À medida que envelhecerdes no tempo e ficardes mais experientes nos assuntos do Reino, estareis adquirindo mais tato para lidar com os mortais importunos, e mais tolerância para conviver com os condiscípulos teimosos? O tato é o ponto de apoio da alavanca social, e a tolerância é a identificação de uma grande alma. Se vós possuirdes esses dons raros e encantadores, com o passar dos dias tornar- vos-eis mais alertas e experientes nos vossos valiosos esforços de evitar todos os mal-entendidos sociais desnecessários. As almas assim sábias são capazes de evitar muitas das complicações que certamente são o quinhão de todos aqueles que sofrem da falta de ajustamento emocional, daqueles que se recusam a crescer, e daqueles que se recusam a envelhecer com galhardia.

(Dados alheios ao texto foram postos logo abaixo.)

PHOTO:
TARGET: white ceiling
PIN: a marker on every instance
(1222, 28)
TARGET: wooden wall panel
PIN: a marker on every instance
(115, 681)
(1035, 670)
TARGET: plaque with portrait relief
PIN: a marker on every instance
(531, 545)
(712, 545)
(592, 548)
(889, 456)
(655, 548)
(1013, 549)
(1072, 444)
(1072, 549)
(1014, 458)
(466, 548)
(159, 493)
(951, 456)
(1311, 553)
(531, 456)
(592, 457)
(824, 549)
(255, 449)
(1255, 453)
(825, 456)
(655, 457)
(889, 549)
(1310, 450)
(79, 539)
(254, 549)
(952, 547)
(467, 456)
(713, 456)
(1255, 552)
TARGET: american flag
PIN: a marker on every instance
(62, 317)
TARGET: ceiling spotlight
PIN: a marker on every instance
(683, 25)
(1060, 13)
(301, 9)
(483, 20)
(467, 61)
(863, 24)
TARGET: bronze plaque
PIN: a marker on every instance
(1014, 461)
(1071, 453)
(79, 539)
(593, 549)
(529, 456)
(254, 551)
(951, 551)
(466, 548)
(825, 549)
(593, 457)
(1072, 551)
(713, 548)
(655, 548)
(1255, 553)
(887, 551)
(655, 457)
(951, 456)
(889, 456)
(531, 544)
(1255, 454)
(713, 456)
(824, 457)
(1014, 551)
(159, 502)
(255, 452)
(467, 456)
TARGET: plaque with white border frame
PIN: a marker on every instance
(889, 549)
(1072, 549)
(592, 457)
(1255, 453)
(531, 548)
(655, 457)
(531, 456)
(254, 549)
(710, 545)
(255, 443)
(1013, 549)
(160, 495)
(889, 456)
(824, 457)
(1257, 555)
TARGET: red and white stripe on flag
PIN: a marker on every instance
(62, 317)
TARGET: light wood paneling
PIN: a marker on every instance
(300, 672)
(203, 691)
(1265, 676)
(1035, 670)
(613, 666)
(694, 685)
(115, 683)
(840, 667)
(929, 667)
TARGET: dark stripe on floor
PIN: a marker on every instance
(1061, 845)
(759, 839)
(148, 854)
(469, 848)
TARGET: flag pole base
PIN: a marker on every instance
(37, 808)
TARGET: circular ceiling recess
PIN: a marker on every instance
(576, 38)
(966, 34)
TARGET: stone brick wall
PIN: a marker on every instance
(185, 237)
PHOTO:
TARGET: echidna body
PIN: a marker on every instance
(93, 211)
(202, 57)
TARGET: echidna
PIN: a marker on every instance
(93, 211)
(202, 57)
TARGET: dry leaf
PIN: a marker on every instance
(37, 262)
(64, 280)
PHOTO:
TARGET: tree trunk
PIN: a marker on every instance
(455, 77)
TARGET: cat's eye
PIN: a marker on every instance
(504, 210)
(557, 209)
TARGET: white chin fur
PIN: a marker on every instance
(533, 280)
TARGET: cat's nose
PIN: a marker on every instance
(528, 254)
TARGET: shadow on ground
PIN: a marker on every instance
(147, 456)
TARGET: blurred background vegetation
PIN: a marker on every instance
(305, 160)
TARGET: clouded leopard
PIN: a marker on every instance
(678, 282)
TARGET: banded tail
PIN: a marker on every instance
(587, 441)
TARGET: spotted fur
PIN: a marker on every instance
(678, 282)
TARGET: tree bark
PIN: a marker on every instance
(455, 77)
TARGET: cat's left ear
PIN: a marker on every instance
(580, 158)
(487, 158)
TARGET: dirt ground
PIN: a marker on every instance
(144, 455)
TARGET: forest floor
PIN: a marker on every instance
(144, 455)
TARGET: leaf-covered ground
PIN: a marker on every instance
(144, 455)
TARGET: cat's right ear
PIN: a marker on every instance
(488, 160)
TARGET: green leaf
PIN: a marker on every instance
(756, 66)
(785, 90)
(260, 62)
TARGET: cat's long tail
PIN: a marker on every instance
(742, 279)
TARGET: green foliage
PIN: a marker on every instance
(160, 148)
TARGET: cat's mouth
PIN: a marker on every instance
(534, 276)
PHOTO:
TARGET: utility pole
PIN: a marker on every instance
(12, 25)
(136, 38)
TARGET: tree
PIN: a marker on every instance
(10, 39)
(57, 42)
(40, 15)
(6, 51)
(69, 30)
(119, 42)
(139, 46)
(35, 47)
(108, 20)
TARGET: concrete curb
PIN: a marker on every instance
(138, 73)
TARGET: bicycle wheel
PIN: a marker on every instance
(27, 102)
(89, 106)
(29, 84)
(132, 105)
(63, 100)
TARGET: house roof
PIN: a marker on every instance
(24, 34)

Evitai a desonestidade e a injustiça, em todos os vossos esforços de pregar a verdade e para proclamar o evangelho. Não busqueis um reconhecimento que não vem do esforço e nenhuma compaixão ou simpatia imerecida. Amai, recebei livremente das fontes divinas e humanas, independentemente do vosso mérito, e amai livremente em retribuição. Mas em todas as outras coisas relacionadas à honra e à adulação, buscai tão somente o que honestamente vos couber.
O mortal consciente de Deus está certo da sua salvação; ele é destemido na sua vida, é honesto e coerente. Ele sabe como suportar com bravura os sofrimentos inevitáveis; não se queixa quando enfrenta os sofrimentos inescapáveis.
O verdadeiro crente não fica cansado de fazer o bem, apenas porque encontra oposições. A dificuldade aguça o fervor do amante da verdade, e os obstáculos apenas incitam mais o empenho dos construtores destemidos do Reino.
E muitas outras coisas Jesus ensinou a todos eles, antes de se aprontarem para partir de Tiro.
No dia antes de deixar Tiro, e retornar para a região do mar da Galiléia, Jesus reuniu os seus companheiros e ordenou aos doze evangelistas que retornassem por um itinerário diferente daquele que ele e os doze apóstolos deviam tomar. E depois que os evangelistas separam-se de Jesus, ali em Tiro, nunca mais voltaram a estar tão intimamente ligados a ele.